A Living Architecture
This project explores the design of a new architectural type, a living archive - part-house, part-museum, part-storage - and the architectural implications of re-appropriating archiving as a personal enterprise. The dynamic nature of the act of collecting permeates and reframes all spaces of domestic use, their programmatic specificity, and tectonic definition. Containment is negotiated through a toggled reading of surface and depth and concealment and reveal. The geometry of the unit is developed from the klein bottle – a form created from a single surface that renders ambiguous conditions of container and contained / inside and out.

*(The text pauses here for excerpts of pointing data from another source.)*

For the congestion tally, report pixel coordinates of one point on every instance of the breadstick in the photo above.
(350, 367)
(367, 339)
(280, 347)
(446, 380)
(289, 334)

In the design, boundaries and thresholds are always unfolding and negotiating for primacy with the spaces they enclose just as the single surface of the form is thickened at varying rates to house both object and subject simultaneously.
About The Designer
Megan Panzano is a Design Critic in Architecture at Harvard’s Graduate School of Design where she coordinates and teaches in the first semesters of the graduate and undergraduate programs. She is the designer and co-curator of the recent GSD exhibition on housing, Living Anatomy. As an MArch I graduate with distinction, Megan was the 2010 GSD Kelley Thesis Prize winner for her thesis design of a new architectural type that explored the home as an inhabitable archive – an integral site of object curation and living. Through her independent practice, studioPM, she is currently working on an assembly of projects addressing spaces of change across a range of
architectural scales. Her design research has been published as a feature in Mark Magazine, Wallpaper, and Bauwelt, and Domus among other publications, and has been exhibited in the Cite de l’architecture show in Paris in addition to several Boston academies.